State Queue user read requests Queue user write requests Queue repack requests Queue repack read sub-requests (*) Queue repack write sub-request(*) Mountable Reclaimable
ACTIVE YES YES NO NO YES YES YES
DISABLED YES YES NO NO YES NO YES
REPACKING NO NO YES YES NO YES NO
REPACKING_DISABLED NO NO YES YES NO NO NO
BROKEN NO NO NO NO NO NO YES
EXPORTED NO NO NO NO NO NO NO

(*) Repack sub-request queueing is handled internally by the maintenance process.

Tape states explained#

  • ACTIVE:
    • A tape that is ACTIVE is a tape that is in good condition to allow a user to read data from it or to write data to it.
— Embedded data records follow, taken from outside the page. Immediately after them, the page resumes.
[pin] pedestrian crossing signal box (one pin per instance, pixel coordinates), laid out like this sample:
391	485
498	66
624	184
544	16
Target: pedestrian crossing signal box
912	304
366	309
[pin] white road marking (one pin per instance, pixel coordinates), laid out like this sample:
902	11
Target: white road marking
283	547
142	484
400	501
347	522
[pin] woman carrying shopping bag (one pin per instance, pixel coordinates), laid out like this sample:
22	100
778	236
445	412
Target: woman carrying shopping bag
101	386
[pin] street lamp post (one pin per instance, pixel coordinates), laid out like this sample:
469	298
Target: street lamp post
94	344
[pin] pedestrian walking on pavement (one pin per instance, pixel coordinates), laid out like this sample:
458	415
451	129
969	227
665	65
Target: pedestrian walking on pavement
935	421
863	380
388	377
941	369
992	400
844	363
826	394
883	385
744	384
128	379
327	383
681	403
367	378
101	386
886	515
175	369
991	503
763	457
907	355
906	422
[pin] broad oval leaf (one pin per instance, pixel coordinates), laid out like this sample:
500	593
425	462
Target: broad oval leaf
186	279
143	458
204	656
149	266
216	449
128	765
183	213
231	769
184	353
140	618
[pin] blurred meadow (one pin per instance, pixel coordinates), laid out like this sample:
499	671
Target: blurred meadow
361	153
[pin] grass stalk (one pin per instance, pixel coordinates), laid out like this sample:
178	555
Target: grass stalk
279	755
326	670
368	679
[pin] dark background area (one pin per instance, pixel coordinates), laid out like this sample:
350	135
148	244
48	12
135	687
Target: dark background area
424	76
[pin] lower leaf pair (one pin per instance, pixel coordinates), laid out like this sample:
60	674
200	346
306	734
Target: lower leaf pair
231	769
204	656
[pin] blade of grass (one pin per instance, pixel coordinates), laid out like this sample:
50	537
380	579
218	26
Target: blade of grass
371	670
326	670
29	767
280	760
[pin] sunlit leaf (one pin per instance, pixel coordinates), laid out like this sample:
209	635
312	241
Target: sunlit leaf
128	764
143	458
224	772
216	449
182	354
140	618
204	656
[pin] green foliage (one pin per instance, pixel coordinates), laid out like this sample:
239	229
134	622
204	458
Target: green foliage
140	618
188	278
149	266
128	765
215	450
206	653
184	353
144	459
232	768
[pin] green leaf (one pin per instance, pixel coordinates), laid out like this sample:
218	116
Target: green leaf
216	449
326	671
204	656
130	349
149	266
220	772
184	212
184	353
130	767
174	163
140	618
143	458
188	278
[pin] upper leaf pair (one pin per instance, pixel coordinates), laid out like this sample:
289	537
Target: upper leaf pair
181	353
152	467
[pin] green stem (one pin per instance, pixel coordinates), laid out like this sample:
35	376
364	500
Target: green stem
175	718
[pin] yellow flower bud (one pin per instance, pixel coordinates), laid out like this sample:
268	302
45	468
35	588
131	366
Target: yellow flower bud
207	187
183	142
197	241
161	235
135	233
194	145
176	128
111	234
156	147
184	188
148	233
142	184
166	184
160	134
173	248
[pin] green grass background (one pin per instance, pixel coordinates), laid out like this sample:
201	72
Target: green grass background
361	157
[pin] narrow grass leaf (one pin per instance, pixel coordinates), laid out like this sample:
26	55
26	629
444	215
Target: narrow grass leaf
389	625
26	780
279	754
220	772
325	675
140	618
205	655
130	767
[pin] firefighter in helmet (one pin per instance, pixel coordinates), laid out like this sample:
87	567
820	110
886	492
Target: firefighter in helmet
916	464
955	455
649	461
A newly added tape to CTA will be ACTIVE by default.
  • DISABLED:
    • A tape that is DISABLED cannot be mounted, but can still have retrieve requests queued to it.
    • Can be set for the following reasons:
      • A tape server disabled it after encountering some issue that lead to failure (example: failed dismount).
      • Monitoring probes decided to disable it (too many errors over the past XX hours,...).
      • An operator think the tape is in bad shape and must be kept away from users while it is investigated.
    • A tape should not stay in this state for more than 1 week, person on rota to follow up on tapes disabled for longer than one week.
  • REPACKING:
    • A tape should be moved to REPACKING state before the operator submits a repack request. Otherwise, the repack request won't be accepted.
    • Likewise, it's not possible to move out of REPACKING while a repack request is ongoing (except for the REPACKING_DISABLED state).
    • When a change to REPACKING is requested, the tape will first move to the temporary state REPACKING_PENDING. Then, it waits for the maintenance process to clean all user requests on the tape queue, before finally moving it to REPACKING state. For more details see: Queue Cleanup Runner.
  • REPACKING_DISABLED:
    • The state REPACKING_DISABLED is similar to DISABLED, but for repacking tapes (we can't move out of repacking states while a repack is ongoing).
    • A tape should not stay in this state for more than 1 week, person on rota to follow up on tapes disabled for longer than one week.
    • New repack requests can be queued on a REPACKING_DISABLED tape. However, no tape will be mounted while it's on this state.
  • BROKEN:
    • A tape can stay in this state for long and it is very likely that it is its very last state.
    • When a change to BROKEN is requested, the tape will first move to the temporary state BROKEN_PENDING. Then, it waits for the maintenance process to clean all user requests on the tape queue, before finally moving it to BROKEN state. This guarantees that all requests are properly disposed of.
    • Can be set for the following reasons:
      • A problematic (earlier DISABLED) tape that requires non-trivial efforts for its data to be recovered:
        • low level slow tape extract is needed
        • sent for data recovery to the vendor = the tape is not present in the library
        • all recovery attempts exhausted, the tape is permanently broken but experiment action is needed (delete the lost files from the catalogs)
      • In rare cases an ACTIVE tape that fall on the floor because of a gripper incident can move from ACTIVE straight to BROKEN as it must be physically put back in a slot.
    • Normally, very few tapes are in the BROKEN state.
    • No operations are allowed for a BROKEN tape.
  • EXPORTED:
    • A tape can stay in this state for long. It means that the tape was removed from the tape library.
    • While we at CERN we do not remove tape cartridges from tape libraries, other sites do. Therefore, the EXPORTED state should help to distinguish that.
    • This state would behave very similarly to BROKEN state. The difference is on the error messages reported to the user.